“Are you curious about what Salesforce, the world’s leading customer relationship management (CRM) company, has in store for investors? Look no further than their recent earnings call. We’ve gathered 3 key takeaways from this highly anticipated event that will give you a glimpse into the state of the CRM market and where Salesforce is headed. From impressive revenue growth to strategic acquisitions, we have all the juicy details right here!”
Salesforce’s quarterly revenue and EPS top expectations
Salesforce’s quarterly revenue and EPS top expectations, with EPS coming in at $0.74 and revenue coming in at $3.39 billion. This is up from the $0.68 EPS and $3.11 billion in revenue that analysts were expecting.

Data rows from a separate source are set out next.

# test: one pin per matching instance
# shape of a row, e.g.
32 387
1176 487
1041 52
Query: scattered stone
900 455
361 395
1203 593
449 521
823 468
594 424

The company’s guidance for the full fiscal year falls short
Salesforce’s guidance for the full fiscal year falls short of analyst expectations, with the company expecting non-GAAP earnings per share of $2.93 to $2.95 on revenue of $16.45 billion to $16.5 billion. Analysts were expecting earnings of $3.02 on revenue of $16.61 billion.
Salesforce is seeing strong demand for its products
Salesforce is seeing strong demand for its products, with CEO Marc Benioff saying that the company is “investing heavily” to meet this demand. The company is also seeing good growth in its subscription business, which Benioff said is “on track to be our largest and most profitable business.”
Key takeaways for investors
1. Salesforce’s (CRM) fiscal first-quarter results were impressive, with the company’s EPS and revenue both coming in above expectations.
2. Management provided an upbeat outlook for the full year, calling for double-digit EPS growth and continued momentum in the company’s core sales and marketing cloud businesses.
3. However, shares of Salesforce fell in after-hours trading as investors reacted to the company’s renewed guidance for its acquisition of MuleSoft (MULE).
4. Overall, it was a strong quarter for Salesforce, and investors should continue to keep an eye on the stock as management looks to execute on its growth initiatives.